Orwellian nonsense: US warns China, says stop threatening American citizens

The United States strongly objects to China's attempts to compel private firms to use specific language of a political nature, says America.

Orwellian nonsense: US warns China, says stop threatening American citizens

Washington: The US on Saturday termed as "Orwellian nonsense" China's attempts to compel private firms to use specific language of a political nature in their publicly available content and asked Beijing to stop threatening American carriers and citizens.

On April 25, the Chinese Civil Aviation Administration sent a letter to 36 foreign air carriers, including a number of American carriers.

The notice demanded that carriers change how Taiwan, Hong Kong and Macao are identified on their websites and in their promotional material so that the references fall in line with the Communist Party's standards, White House Press Secretary Sarah Sanders said.

"The United States strongly objects to China's attempts to compel private firms to use specific language of a political nature in their publicly available content.
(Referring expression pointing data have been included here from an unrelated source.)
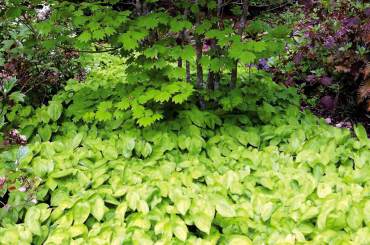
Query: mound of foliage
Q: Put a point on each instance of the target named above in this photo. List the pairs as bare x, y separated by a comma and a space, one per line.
269, 174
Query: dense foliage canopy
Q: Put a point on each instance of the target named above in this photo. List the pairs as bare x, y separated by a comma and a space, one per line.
159, 122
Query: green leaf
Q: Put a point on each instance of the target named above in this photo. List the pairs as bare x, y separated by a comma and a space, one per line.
224, 208
98, 208
202, 222
55, 110
45, 132
180, 229
32, 220
81, 212
84, 37
239, 240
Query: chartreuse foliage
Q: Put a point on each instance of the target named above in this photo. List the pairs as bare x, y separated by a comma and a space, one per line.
200, 177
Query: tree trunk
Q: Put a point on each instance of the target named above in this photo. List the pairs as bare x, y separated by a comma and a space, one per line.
198, 47
243, 19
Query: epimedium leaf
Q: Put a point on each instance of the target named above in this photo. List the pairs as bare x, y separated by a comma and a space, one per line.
81, 212
98, 208
32, 220
203, 222
224, 208
45, 132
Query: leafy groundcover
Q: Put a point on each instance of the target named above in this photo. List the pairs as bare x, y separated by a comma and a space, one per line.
203, 177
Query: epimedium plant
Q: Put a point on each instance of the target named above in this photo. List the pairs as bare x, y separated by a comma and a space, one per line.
203, 177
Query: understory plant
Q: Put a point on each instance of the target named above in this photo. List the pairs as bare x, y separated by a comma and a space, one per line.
270, 175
We call on China to stop threatening and coercing American carriers and citizens," she said in a strongly worded statement.

Noting that President Donald Trump ran against political correctness in the US, Sanders said he will stand up for Americans resisting efforts by the Chinese Communist Party to impose Chinese political correctness on American companies and citizens.

"This is Orwellian nonsense and part of a growing trend by the Chinese Communist Party to impose its political views on American citizens and private companies," Sanders said.

"China's internal Internet repression is world-famous. China's efforts to export its censorship and political correctness to Americans and the rest of the free world will be resisted," she said.

Sanders said the US respected the broad freedom private companies have in their interactions with their customers, both in the US and abroad.

"This respect is essential for a robust global marketplace," she said.